All science is about extracting relevant information from data and making new discoveries. The 2016 ICT Focus offered answers to the question of how data science and e-infrastructure can help with this.
Companies such as Google and Facebook show very clearly how much value can be extracted from data when data science and e-infrastructure are put to use at the highest level. In the academic community, too, the strategic importance of these “production factors” for excellence in research is undisputed. Today’s interdisciplinary and multidisciplinary knowledge processes depend on the availability of unlimited data and computing power. Islands, isolated data silos and network bottlenecks have no part in the modern IT landscape.
In his keynote address under the heading "The Revolution in Experimental and Observational Science and the Resulting Demands on e-Infrastructure", Tony Hey, Chief Data Scientist at the Scientific Computing Department of the UK Science and Technology Facilities Council (stfc.ac.uk), shed light on the current situation for scientists. As well as mastering experimental and theoretical know-how, they must also process the vast quantities of data that are recorded by instruments and output by computer simulations and sensor networks, all of which are being continually refined and thus producing ever more data. The amount of digital data we have is now so gigantic that managing it has become a science in its own right: data science. There is a new trend in the academic world for fusing specialist branches of science with computer science.
Hey stressed that dealing with Big Data places special demands on the infrastructure of research institutes and universities. All of the digital production factors are brought together in a single platform dubbed e-infrastructure. The Science and Technology Facilities Council defines e-infrastructure as follows: E-infrastructure refers to a combination and interworking of digitally-based technology (hardware and software), resources (data, services, digital libraries), communications (protocols, access rights and networks) and the people and organisational structures needed to support modern, internationally leading collaborative research, be it in the arts and humanities or the sciences. Hey shortened this definition to a simple formula: e-infrastructure = compute + data + networking + tools and services + people.
Hey called for European research networks to adopt an end-to-end network architecture along the lines of the Science DMZ so that scientists from all over the world can have access to the high-end resources of Europe’s leading research institutes.
Where does Europe stand in terms of e-infrastructure? Hey, who was Corporate Vice President at Microsoft Research from 2005 to 2015, sees the US as clearly out in front. One example he cites is the National Science Foundation (NSF) task force project Campus Bridging.
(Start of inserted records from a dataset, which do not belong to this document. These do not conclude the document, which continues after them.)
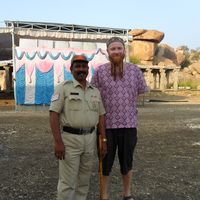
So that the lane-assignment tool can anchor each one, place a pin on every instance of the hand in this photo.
(59, 149)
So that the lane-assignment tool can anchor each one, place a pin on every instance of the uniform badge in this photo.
(55, 97)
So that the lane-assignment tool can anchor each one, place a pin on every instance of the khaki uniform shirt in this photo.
(78, 108)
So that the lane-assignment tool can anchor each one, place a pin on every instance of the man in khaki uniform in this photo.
(75, 111)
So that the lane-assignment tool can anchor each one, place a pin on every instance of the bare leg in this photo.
(105, 180)
(127, 179)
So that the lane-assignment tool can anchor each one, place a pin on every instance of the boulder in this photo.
(143, 50)
(147, 35)
(166, 51)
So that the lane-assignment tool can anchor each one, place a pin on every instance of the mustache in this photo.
(81, 73)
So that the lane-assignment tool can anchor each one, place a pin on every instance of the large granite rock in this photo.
(147, 35)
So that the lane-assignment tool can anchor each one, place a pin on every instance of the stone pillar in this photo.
(162, 79)
(175, 72)
(157, 80)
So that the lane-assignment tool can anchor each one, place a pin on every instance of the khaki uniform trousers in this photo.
(75, 170)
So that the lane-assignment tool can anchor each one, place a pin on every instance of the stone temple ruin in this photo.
(160, 72)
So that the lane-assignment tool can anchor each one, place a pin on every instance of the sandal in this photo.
(128, 198)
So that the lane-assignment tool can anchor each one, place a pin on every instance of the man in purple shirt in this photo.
(120, 83)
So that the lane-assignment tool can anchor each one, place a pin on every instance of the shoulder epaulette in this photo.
(67, 82)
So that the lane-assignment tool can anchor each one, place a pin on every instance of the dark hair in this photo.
(114, 39)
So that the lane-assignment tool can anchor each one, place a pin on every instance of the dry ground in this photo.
(166, 161)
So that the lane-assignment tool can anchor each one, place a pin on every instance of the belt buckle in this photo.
(82, 131)
(85, 131)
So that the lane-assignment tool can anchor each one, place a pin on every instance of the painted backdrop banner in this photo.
(39, 70)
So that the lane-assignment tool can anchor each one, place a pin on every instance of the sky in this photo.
(178, 19)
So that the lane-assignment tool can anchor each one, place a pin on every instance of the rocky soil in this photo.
(166, 160)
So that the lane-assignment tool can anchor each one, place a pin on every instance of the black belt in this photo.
(78, 131)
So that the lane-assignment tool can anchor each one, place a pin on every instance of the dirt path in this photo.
(166, 162)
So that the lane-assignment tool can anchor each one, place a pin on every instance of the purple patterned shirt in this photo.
(120, 96)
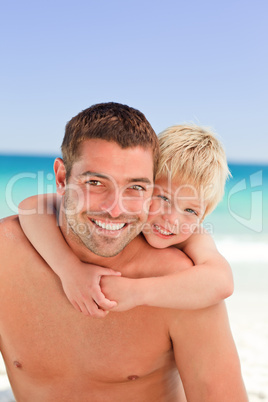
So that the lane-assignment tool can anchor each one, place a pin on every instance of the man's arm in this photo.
(206, 355)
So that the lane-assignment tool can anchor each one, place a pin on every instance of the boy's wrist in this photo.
(141, 292)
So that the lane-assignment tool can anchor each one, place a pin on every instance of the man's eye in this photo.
(164, 198)
(93, 182)
(137, 187)
(190, 211)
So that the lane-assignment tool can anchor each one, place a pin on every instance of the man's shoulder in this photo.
(10, 228)
(12, 238)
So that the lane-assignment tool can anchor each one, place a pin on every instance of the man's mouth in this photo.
(162, 231)
(108, 226)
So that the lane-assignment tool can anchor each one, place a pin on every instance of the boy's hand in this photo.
(82, 288)
(124, 290)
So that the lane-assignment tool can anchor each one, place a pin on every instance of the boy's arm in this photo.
(80, 281)
(204, 284)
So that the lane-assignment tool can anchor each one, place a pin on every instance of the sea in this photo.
(239, 226)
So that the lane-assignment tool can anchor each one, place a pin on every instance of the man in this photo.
(53, 353)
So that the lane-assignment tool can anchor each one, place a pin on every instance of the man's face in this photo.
(108, 195)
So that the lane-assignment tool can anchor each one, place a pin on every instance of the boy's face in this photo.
(176, 211)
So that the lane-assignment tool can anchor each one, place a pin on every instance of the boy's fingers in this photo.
(106, 304)
(108, 271)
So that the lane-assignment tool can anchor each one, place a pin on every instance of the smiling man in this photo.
(53, 353)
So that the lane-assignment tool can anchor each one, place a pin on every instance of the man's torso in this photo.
(54, 353)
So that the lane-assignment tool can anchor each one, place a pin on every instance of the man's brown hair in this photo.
(111, 121)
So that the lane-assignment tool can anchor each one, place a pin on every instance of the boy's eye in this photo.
(164, 198)
(137, 187)
(190, 211)
(94, 182)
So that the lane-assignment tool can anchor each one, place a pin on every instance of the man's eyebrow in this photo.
(103, 176)
(95, 174)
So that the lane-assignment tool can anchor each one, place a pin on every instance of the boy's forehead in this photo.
(174, 186)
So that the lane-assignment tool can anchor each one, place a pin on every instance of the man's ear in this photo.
(60, 175)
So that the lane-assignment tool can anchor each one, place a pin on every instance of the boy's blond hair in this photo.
(194, 156)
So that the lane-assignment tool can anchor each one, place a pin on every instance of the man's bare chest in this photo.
(42, 335)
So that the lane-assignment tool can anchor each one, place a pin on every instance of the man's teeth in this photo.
(162, 231)
(109, 226)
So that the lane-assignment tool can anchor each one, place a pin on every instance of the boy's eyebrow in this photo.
(103, 176)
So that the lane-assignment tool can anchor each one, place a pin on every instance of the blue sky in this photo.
(177, 61)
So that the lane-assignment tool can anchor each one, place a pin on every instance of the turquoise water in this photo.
(240, 228)
(244, 209)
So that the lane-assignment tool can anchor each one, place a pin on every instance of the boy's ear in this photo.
(60, 175)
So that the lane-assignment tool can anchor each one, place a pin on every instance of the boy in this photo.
(189, 183)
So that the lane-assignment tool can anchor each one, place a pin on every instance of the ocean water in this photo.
(239, 226)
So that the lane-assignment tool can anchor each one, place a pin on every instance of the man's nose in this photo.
(171, 217)
(112, 204)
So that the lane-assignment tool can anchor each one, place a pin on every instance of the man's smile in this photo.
(161, 231)
(111, 226)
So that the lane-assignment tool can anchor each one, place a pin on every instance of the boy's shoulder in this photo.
(160, 262)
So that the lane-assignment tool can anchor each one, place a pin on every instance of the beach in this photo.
(248, 315)
(240, 228)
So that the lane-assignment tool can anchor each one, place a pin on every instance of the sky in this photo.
(204, 62)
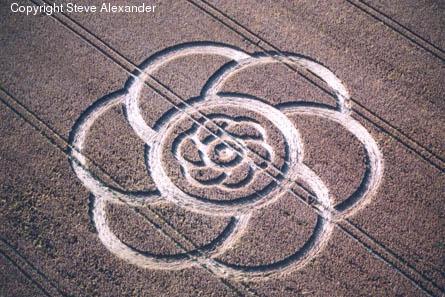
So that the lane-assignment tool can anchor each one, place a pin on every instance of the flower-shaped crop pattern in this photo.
(225, 155)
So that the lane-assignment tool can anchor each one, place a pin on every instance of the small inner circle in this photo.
(221, 168)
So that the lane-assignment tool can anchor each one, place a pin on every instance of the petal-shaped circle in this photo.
(374, 169)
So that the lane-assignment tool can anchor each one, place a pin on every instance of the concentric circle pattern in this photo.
(225, 155)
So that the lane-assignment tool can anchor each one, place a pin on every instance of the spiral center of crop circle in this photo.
(225, 151)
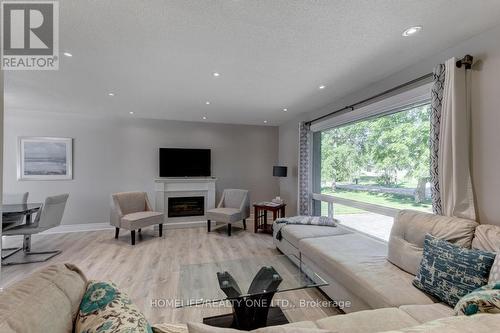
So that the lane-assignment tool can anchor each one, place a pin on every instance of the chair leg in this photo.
(132, 237)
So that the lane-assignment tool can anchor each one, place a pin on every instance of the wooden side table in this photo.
(260, 216)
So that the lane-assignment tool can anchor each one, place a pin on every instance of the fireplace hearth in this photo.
(186, 206)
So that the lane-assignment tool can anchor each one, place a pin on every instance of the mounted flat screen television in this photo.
(180, 162)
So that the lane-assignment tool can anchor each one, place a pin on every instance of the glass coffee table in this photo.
(248, 284)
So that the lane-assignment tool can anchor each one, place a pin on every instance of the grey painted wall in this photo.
(485, 120)
(121, 154)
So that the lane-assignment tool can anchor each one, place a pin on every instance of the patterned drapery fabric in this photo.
(436, 107)
(304, 168)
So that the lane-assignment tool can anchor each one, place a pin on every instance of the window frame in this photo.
(400, 102)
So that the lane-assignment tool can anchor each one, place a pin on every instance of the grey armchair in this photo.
(50, 216)
(234, 206)
(132, 211)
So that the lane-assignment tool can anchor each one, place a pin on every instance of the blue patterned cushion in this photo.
(106, 309)
(485, 299)
(449, 272)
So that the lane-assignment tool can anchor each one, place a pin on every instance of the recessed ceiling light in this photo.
(412, 30)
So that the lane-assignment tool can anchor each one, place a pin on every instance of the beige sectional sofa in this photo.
(370, 273)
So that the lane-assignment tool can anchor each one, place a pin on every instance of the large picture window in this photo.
(375, 164)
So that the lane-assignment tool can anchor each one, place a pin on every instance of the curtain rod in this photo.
(466, 61)
(386, 92)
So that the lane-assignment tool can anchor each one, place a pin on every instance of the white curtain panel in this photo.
(304, 201)
(457, 196)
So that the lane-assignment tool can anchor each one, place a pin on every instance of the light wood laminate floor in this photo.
(150, 269)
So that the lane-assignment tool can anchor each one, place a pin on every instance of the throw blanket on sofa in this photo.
(304, 220)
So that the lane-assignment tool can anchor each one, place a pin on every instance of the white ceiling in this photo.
(158, 56)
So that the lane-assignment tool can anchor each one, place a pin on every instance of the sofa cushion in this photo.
(485, 299)
(457, 324)
(104, 308)
(495, 271)
(202, 328)
(368, 321)
(170, 328)
(293, 232)
(45, 301)
(410, 227)
(428, 312)
(141, 219)
(359, 264)
(449, 272)
(487, 238)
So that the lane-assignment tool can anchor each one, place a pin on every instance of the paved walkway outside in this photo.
(369, 223)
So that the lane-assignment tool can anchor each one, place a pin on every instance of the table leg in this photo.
(27, 238)
(265, 220)
(255, 219)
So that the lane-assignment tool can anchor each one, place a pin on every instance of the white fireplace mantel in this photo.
(179, 187)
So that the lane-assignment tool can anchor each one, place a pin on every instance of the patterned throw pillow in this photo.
(485, 299)
(449, 272)
(495, 271)
(106, 309)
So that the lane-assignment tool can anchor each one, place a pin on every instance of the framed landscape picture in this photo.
(45, 158)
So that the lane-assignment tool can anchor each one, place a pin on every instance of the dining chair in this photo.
(14, 199)
(50, 216)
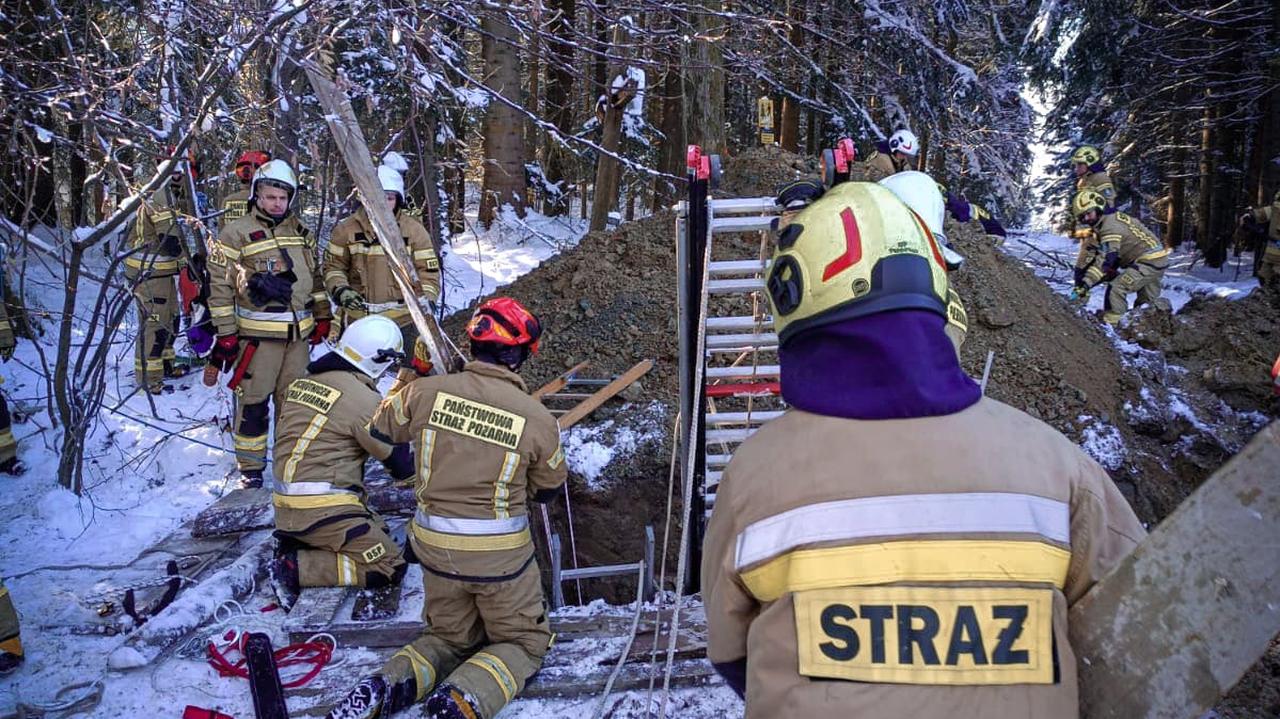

The aim of this project, launched in 2009, was to network campus infrastructures such that scientists could use all of the connected infrastructures’ functions as if they were part of their own campus infrastructure. This gave rise to the Science DMZ, a high-speed data network with dedicated high-performance data transfer nodes. Thanks to the NSF’s funding, the Science DMZ is now available at more than 100 universities. Hey called for European research networks to adopt an end-to-end network architecture along the lines of the Science DMZ so that scientists from all over the world can have access to the high-end resources of Europe’s leading research institutes.
Olivier Verscheure’s keynote address presented a new joint project of EPFL and ETH Zurich: the Swiss Data Science Center (SDSC, datascience.ch). The Belgian has a doctorate from EPFL and worked at IBM research centres in the US and Ireland for 17 years. He became head of the SDSC, which is still being set up, in 2016.
Verscheure described data science as a "fragmented ecosystem" made up of various disciplines: data mining, statistics, machine learning, operations research, visualisation, visual analytics, data management, algorithms and more besides. The challenge, he said, lies in using data science to solve "real problems", i.e. the kind of problems that arise in specialist scientific contexts. The SDSC was created to close the gap between data science and the specialist sciences and thus contribute to progress in the latter. Its main task will be to "federalise" domain experts, data providers and data sciences on a shared platform. Verscheure aims to recruit an interdisciplinary team of 30 to 40 data and computer scientists by 2020.
Swiss science needs more experts who can analyse Big Science Data. The ETH Board has responded to this need by setting up the SDSC and launching Master’s courses in data science. In parallel with this, infrastructure initiatives are essential to ensure that growing volumes of data can continue to be transferred quickly and securely within the community. Both speakers made reference to SWITCH’s expertise and achievements in this regard, praising services such as SWITCHengines as key components in Big Data scenarios. SWITCH is also represented on the SDSC’s steering committee by its Managing Director Andreas Dudler. Both research experts made it clear that they welcome cooperations with the industry.